There are many hotly debated topics in Christianity but perhaps none more so in this present age than the issue of women serving as pastors. Though many do so, it is important not to see this issue as men versus women. It is not a matter of chauvinism or discrimination – it is a matter of Biblical interpretation.

As we know, in the church, God assigns different roles to men and women. This is as a result of the way mankind was created and the way in which sin entered the world. God, through the apostle Paul, teaches that women are to be restricted from serving in roles of teaching and/or having spiritual authority over men. Therefore, this precludes women from serving as pastors over men. In short, God has chosen to give men the primary teaching authority in the church and this should be respected. That is not to say that men are necessarily better teachers or because women are inferior in their intellect. It is simply the way God designed the church to function.

Although women are to take a less authoritative role, they are encouraged to teach other women (see Titus 2:3-5). The Bible also does not restrict women from teaching children and I am sure many have fond memories of their female Sunday School teacher. The only activity women are restricted from is teaching or having spiritual authority over men. This does not make women less important by any means, but rather it gives them a ministry focus more in agreement with God’s plan and His gifting of them.

Recently, the Evangelical Lutheran Church in America (“ELCA”) because the first mainline Protestant denomination to elect a transgender bishop. The Rev. Dr. Megan Rohrer was born female but now identifies as a man. The first council of Nicaea in AD325 stated: If any one in sound health has castrated himself, it behooves that such a one, if [already] enrolled among the clergy, should cease [from his ministry] and that from henceforth no such person should be promoted. In referring to that appointment, Dr Rohrer praised the ELCA’s decision for “dismantling” those clerical standards.

The ELCA is also forsaking the writings of Martin Luther from whom it claims to find its “roots”. Luther wrote in his 1522 work “The Estate of Marriage” that sex is immutable and “divided” by God “into two classes, namely male and female.”

The shift within the ELCA is a sad reflection of the Christian church in America as it continues to fall victim to a progressive view of sexuality that is opposed to the clear teaching of the Scriptures. While the denomination claims to have a reverent view of Scripture, the ELCA does not see the Bible as the inerrant Word of God. In fact, James Thorson, pastor of Holy Trinity Lutheran Church in Milwaukee said in 2018 that he was drawn to the denomination in part because many within it reject Biblical inerrancy. He said: I was reclaiming the view that the Bible isn’t an inerrant oracle dropped from heaven but more like a messy, earthen vessel holding the treasure of the saving Gospel message. That’s what most ELCA professors and pastors teach and I realised that was where I belonged.
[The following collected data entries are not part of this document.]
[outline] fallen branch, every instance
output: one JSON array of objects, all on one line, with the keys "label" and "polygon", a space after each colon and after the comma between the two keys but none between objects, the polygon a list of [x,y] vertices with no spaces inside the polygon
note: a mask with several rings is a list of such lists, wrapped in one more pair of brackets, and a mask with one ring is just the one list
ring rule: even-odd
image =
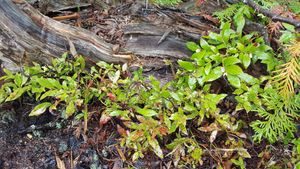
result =
[{"label": "fallen branch", "polygon": [[68,19],[78,19],[79,17],[80,17],[79,14],[76,12],[76,13],[73,13],[70,15],[56,16],[56,17],[53,17],[52,19],[54,19],[56,21],[63,21],[63,20],[68,20]]},{"label": "fallen branch", "polygon": [[0,4],[0,62],[6,68],[18,70],[32,62],[49,63],[69,50],[67,37],[89,63],[132,59],[131,53],[114,52],[112,44],[90,31],[42,15],[25,0],[0,0]]},{"label": "fallen branch", "polygon": [[288,23],[288,24],[294,25],[298,30],[300,29],[300,21],[298,21],[298,20],[287,18],[287,17],[282,17],[280,15],[270,12],[269,10],[263,9],[261,6],[256,4],[253,0],[241,0],[241,1],[244,4],[253,8],[254,10],[256,10],[257,12],[262,13],[265,16],[271,18],[273,21]]}]

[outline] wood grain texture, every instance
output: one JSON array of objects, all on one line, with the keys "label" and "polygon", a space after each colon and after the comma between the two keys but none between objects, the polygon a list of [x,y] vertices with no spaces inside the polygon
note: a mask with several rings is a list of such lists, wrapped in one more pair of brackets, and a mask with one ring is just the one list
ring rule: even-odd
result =
[{"label": "wood grain texture", "polygon": [[91,62],[124,63],[132,55],[114,53],[92,32],[42,15],[24,0],[0,0],[0,60],[12,70],[30,62],[45,63],[68,51],[69,42]]}]

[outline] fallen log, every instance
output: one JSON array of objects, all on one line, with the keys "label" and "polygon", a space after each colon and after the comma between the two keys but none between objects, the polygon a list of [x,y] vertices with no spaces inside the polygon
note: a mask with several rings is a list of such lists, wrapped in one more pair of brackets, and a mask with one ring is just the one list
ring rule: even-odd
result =
[{"label": "fallen log", "polygon": [[69,50],[69,41],[86,60],[124,63],[132,54],[115,53],[90,31],[55,21],[42,15],[25,0],[0,0],[0,60],[11,70],[31,62],[48,63]]},{"label": "fallen log", "polygon": [[[131,8],[136,10],[129,11],[137,12],[142,7],[136,3]],[[159,16],[165,13],[154,9]],[[131,15],[137,16],[132,12]],[[167,22],[160,24],[127,24],[122,30],[125,44],[120,47],[91,31],[51,19],[25,0],[0,0],[0,64],[17,71],[32,62],[49,63],[74,45],[76,53],[85,56],[87,62],[130,62],[149,70],[159,69],[164,66],[164,59],[188,58],[192,53],[185,47],[186,41],[198,41],[203,31],[213,30],[200,20],[190,24],[184,15],[180,19],[173,17],[177,15],[176,11],[168,11],[164,15]],[[182,26],[187,23],[189,27]]]}]

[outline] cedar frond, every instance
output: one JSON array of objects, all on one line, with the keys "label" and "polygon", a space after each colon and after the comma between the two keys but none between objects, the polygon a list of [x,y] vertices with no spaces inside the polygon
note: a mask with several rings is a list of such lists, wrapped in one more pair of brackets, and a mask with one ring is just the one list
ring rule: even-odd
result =
[{"label": "cedar frond", "polygon": [[278,67],[279,69],[274,71],[276,74],[273,77],[273,83],[275,84],[279,93],[286,99],[295,93],[294,85],[300,85],[300,64],[297,57],[292,57],[291,60]]},{"label": "cedar frond", "polygon": [[288,48],[288,51],[292,57],[300,58],[300,41],[295,42],[292,46]]}]

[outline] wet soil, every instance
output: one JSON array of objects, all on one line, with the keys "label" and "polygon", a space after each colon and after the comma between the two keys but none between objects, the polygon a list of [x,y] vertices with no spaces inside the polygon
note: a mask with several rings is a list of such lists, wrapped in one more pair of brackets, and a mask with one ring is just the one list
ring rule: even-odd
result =
[{"label": "wet soil", "polygon": [[[215,3],[215,1],[212,2]],[[89,29],[96,35],[104,37],[106,41],[118,44],[120,47],[124,45],[122,38],[124,32],[121,32],[120,25],[128,22],[129,18],[132,19],[131,21],[136,19],[130,14],[116,15],[118,10],[126,11],[127,7],[127,4],[113,7],[110,12],[114,15],[109,17],[108,9],[98,11],[96,8],[87,8],[81,11],[81,15],[85,16],[85,19],[64,22],[72,25],[79,24],[77,26]],[[212,8],[212,10],[215,9]],[[136,9],[131,8],[130,10]],[[54,15],[53,12],[51,15]],[[146,16],[148,21],[159,19],[155,17],[157,16]],[[158,74],[157,76],[162,76],[164,73],[154,72],[154,74]],[[171,72],[166,74],[170,75]],[[160,79],[163,80],[166,76],[164,75]],[[168,80],[170,78],[167,77],[166,81]],[[20,103],[0,105],[0,169],[174,168],[172,159],[161,160],[151,153],[146,154],[144,159],[135,163],[130,162],[131,160],[123,154],[127,150],[117,144],[120,138],[117,132],[117,122],[110,120],[104,126],[99,124],[100,113],[94,114],[90,118],[88,132],[84,135],[82,134],[83,124],[75,119],[64,120],[59,118],[58,114],[52,115],[51,113],[45,113],[37,118],[28,117],[28,112],[34,107],[34,104],[36,103],[30,101],[25,105]],[[256,117],[240,115],[238,118],[247,123],[255,120]],[[193,124],[189,126],[189,130],[193,130]],[[251,135],[253,135],[251,129],[244,128],[241,132],[247,137],[244,147],[252,157],[245,160],[247,169],[264,168],[270,162],[271,157],[288,159],[288,156],[282,153],[284,152],[282,145],[271,147],[265,142],[256,145],[251,140]],[[203,144],[209,142],[209,135],[206,133],[195,129],[194,134],[199,142]],[[222,147],[227,139],[226,133],[219,133],[215,143]],[[225,154],[222,155],[225,156]],[[234,155],[233,153],[230,157]],[[205,155],[202,158],[203,165],[198,168],[217,168],[216,161],[219,156],[220,154]],[[238,168],[230,162],[230,159],[224,160],[223,166],[227,166],[226,169]]]}]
Although Dr Rohrer might now believe he is entitled to pastor a church because of his self-assigned gender identity, the fact remains that God created Dr Rohrer as a woman and therefore the appointment is wrong. Mark Tooley, president of the Institute on Religion and Democracy rebuked Dr Rohrer’s theology comparing the views to those espoused by first-century Gnostics who rejected “ecumenical orthodoxy in favour of secret knowledge stressing self-actualisation and inner journeys instead of salvation and worshipping the Creator.” Amen, Mr Tooley. Amen.